The election of Egypt’s first Islamist president poses a challenge for the Obama administration, which is grappling with the reality of embracing a leader whose worldview often has been at odds with Washington.
Muslim Brotherhood leader Mohamed Morsi, a U.S.-educated engineer, will take the oath of office in Cairo on Saturday.
His presidency will be a significant challenge to key U.S. interests in the region, said Eric Trager, an Egypt analyst at the Washington Institute for Near East Policy.
“The Muslim Brotherhood’s theocratic agenda will take democracy promotion off the table, and [Mr. Morsi’s] hostility toward Israel puts regional peace in doubt,” Mr. Trager said from Cairo.
“The [Obama] administration continues to feel out the Brotherhood rather than laying out a clear set of specifications regarding the Brotherhood’s cooperation on key American interests.”
Marina Ottaway, a senior associate in the Middle East program at the Carnegie Endowment for International Peace, said the administration has adopted a “wait-and-see” approach before it rejiggers its Egypt policy.
Lack of authority
Mr. Morsi will assume a post that has been largely stripped of authority by the Supreme Council of the Armed Forces, a military body that has been ruling Egypt since longtime President Hosni Mubarak was forced to step down last year. The new president is likely to spend much of his time in office locked in a power struggle with the military.
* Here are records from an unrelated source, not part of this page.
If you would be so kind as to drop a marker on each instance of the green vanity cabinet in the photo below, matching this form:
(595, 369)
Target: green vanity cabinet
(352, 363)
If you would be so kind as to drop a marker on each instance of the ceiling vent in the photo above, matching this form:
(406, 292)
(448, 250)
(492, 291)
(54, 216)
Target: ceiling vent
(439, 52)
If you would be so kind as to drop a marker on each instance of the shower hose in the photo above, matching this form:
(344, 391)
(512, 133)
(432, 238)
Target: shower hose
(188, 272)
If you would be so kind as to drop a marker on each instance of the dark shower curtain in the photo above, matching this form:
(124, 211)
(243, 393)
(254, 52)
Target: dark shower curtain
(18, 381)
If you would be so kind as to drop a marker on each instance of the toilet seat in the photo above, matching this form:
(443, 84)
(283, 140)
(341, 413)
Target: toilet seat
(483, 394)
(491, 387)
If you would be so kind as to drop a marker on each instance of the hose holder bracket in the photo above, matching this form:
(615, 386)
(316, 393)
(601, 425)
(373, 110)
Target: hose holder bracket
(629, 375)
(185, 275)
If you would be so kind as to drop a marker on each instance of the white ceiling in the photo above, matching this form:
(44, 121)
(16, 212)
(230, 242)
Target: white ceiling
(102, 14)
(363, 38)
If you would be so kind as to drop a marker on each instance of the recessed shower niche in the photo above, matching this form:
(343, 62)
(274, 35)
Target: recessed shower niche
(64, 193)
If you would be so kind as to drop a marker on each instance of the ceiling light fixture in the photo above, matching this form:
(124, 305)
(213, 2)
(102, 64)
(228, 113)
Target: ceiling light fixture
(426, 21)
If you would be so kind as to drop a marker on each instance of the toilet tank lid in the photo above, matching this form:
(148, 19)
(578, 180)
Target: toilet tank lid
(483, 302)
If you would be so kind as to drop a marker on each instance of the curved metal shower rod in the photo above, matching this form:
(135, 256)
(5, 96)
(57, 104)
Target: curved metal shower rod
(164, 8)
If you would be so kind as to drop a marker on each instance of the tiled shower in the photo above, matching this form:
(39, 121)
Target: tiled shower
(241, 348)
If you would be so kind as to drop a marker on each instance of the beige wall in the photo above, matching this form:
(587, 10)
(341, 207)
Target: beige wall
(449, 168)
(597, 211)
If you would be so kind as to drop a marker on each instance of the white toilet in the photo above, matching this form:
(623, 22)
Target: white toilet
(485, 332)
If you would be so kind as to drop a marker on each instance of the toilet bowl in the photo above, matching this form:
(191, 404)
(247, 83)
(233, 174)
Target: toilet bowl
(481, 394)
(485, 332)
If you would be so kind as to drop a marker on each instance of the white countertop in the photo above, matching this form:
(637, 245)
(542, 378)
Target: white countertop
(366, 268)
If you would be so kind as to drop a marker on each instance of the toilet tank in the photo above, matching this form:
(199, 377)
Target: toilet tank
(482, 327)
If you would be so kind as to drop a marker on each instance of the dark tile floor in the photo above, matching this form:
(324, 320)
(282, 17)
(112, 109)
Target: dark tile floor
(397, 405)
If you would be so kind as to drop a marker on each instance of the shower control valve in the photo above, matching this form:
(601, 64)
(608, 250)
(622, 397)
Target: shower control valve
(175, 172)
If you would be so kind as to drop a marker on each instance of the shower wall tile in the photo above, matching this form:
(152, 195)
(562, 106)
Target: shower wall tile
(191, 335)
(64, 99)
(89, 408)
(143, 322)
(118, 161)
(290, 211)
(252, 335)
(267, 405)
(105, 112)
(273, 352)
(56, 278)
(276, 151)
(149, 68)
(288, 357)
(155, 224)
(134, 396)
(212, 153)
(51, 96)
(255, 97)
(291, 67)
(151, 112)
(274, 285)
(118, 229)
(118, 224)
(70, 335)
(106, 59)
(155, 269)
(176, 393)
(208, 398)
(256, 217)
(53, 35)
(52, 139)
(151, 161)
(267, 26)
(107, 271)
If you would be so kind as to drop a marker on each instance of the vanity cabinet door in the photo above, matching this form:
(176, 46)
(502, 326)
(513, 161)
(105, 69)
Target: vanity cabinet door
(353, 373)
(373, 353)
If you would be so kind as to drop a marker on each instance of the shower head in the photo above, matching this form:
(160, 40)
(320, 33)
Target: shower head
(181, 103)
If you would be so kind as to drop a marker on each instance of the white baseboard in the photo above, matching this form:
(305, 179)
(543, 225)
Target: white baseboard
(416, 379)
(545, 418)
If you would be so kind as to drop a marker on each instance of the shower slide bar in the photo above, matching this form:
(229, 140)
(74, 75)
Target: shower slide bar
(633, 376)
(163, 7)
The military council has said that it will hand over executive powers to Mr. Morsi at the end of this month, but that it will retain legislative powers until a new constitution is drafted and a new parliament elected.
Earlier this month, Egypt’s top court ruled that the Islamist-dominated parliament must be dissolved because a third of its members had been elected illegally.
The Obama administration is still counting on the Egyptian military to secure U.S. interests, said Michele Dunne, director of the Atlantic Council’s Rafik Hariri Center for the Middle East.
“I think there should be a recalibration of the relationship, but I am not sure that the U.S. administration is really embarked on changing the relationship,” Ms. Dunne said.
Mubarak, who ruled Egypt for three decades, was a reliable U.S. ally in the Middle East, maintaining a peace agreement with Israel and strengthening a military-to-military relationship with the United States.
With Mr. Morsi at the helm, “Egypt will be a far less reliable partner and a frequent source of headaches,” Mr. Trager said.
The U.S.-Egyptian relationship will be more complex for the simple reason that the administration in Washington is no longer dealing with one man in Cairo, said Khairi Abaza, a senior fellow at the Foundation for Defense of Democracies in Washington.
“The U.S. will have to nurture relations with various political actors and negotiate its interests,” he said. “The relationship might become a little more complex, but it can become a much healthier one.”
Foreign policy vs. economic policy
The Morsi administration’s commitment to the 1979 Egyptian-Israeli peace treaty is the biggest unknown in the new relationship.
Mubarak received $1.3 billion in U.S. aid annually for keeping the peace with Israel. Brotherhood leaders have said they want to amend the treaty.
“Morsi will be looking for a more robust economic relationship, and perhaps a relationship that contains more strategic dialogue on economic as well as political issues, and less a relationship that is simply delivery of a lot of military aid in exchange for a certain set of military and security cooperation,” Ms. Dunne said.
Mr. Morsi, in his first televised speech as president-elect, sought to allay concerns in the U.S. and Israel by declaring his intention to preserve all of Egypt’s international accords.
Secretary of State Hillary Rodham Clinton this week described such statements as positive, but added, “We’ll have to wait and judge by what is actually done.”
Some analysts view the president-elect’s comments with skepticism.
“The U.S. is not as certain as it was in the case of Mubarak that the Muslim Brotherhood will respect the peace treaty,” Ms. Ottaway said.
Mr. Trager said: “Morsi has said that he will abide by all agreements, but has frequently carved out exceptions for popular will and strategic priorities, and the consensus in Egypt is that peace with Israel is not a strategic priority.”
Peace with Israel hinges on stability in the Sinai Peninsula, where a flare-up could set the region ablaze.
The Brotherhood’s support for closer ties with Iran also has set off alarm bells in Washington.
Mr. Morsi, however, is unlikely to come to office with a big foreign policy agenda, largely out of necessity, analysts say.
One of his biggest challenges will be to put the country’s economy back on track.
Egypt’s tourism industry, its main source of income, has been ravaged since the start of the anti-Mubarak uprising in January 2011.
These harsh economic realities likely will force the Brotherhood to moderate its foreign policy agenda.
“The Brotherhood is going to cultivate the support of the United States and Europe because they need foreign investment and improved trade arrangements,” Ms. Dunne said.
Mr. Abaza agreed.
“Egypt needs the U.S. for the sake of its economy and for Washington’s support in financial institutions such as the World Bank and the [International Monetary Fund],” he said.